El campo petrolero Cantarell, localizado en la Sonda de Campeche en el Golfo de México, lleva el apellido del hombre que lo descubrió, Rudecindo Cantarell. En 1983, la revista Proceso en su número 353 (pp. 18 y 19) publicó una entrevista donde el pescador originario de Isla Aguada, entonces residente en Ciudad del Carmen, narra su experiencia. A continuación reproduzco un fragmento. Cantarell murió a los 83 años en mayo de 1997.

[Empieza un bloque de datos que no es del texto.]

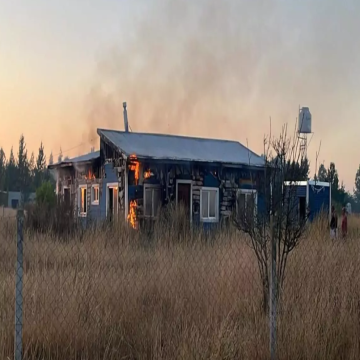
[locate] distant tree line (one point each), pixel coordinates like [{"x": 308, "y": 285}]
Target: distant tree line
[
  {"x": 24, "y": 172},
  {"x": 340, "y": 197}
]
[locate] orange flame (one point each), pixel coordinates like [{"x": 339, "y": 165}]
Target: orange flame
[
  {"x": 135, "y": 167},
  {"x": 132, "y": 214},
  {"x": 147, "y": 174},
  {"x": 90, "y": 175}
]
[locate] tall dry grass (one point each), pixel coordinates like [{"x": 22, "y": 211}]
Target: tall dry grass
[{"x": 116, "y": 294}]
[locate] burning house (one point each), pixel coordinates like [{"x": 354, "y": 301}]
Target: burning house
[{"x": 134, "y": 174}]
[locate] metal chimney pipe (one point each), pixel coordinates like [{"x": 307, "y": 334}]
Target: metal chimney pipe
[{"x": 126, "y": 123}]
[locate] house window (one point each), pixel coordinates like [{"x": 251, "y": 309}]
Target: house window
[
  {"x": 152, "y": 200},
  {"x": 82, "y": 200},
  {"x": 246, "y": 203},
  {"x": 95, "y": 194},
  {"x": 209, "y": 204},
  {"x": 112, "y": 200}
]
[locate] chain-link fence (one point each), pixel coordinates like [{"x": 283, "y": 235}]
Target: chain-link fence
[{"x": 116, "y": 293}]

“Era el año de 1958, cuando vi una mancha en el mar. Y la volví a ver y la volvía a ver; así, todos los días que bajaba por ahí. Entonces me llamó la atención y un día me fui directamente al aceite. Vi que salía una enorme burbuja que se extendía en la superficie. Yo no sé qué pueda ser esto, me dije en principio. Después me dio por tirarle el equipo de pesca, pensando que era un barco o algún chalán hundido, pero el fondo salió limpio. Creí que era petróleo y se me quedó la idea. Un día le dije a mi señora: oye, creo que hay ‘chapo’ en el Carmen, es decir, petróleo crudo. Así pasaron algunos años y en cierta ocasión que había pescado como una tonelada de huauchinango en las piedras del Ixtoc, a unas 20 millas de aquí, me fui a venderlo a Coatzacoalcos. Allí me encontré a unos amigos camaroneros y luego de unas cheves les comenté que había encontrado petróleo. Yaaaaa, me decían, pues no lo creían, pero ante mi seriedad se convencieron que debería reportarlo a los ingenieros petroleros. Y así lo hice”.

He aquí el relato de su informe:

—Ingeniero, parece ser que ahí por donde trabajamos en la sonda de Campeche hay una chapopotera y hasta parece que uno se encuentra en una gasolinera, porque cuando el viento está de este lado se huele mucho a gasolina. Yo creo, sí señor, que es petróleo. ¿Será señor?

—Pos yo creo que sí, usted dirá…

Fue así como Cantarell dio aviso al ingeniero Javier Meneses, entonces superintendente de exploración de Pemex en Coatzacoalcos. Y no fue sino hasta el 1o. de marzo de 1971 cuando esa oficina envió a los ingenieros Serafín Paz y Mario Galván a Ciudad del Carmen para entrevistarse con don Rudecindo y observar el “chapo” reportado.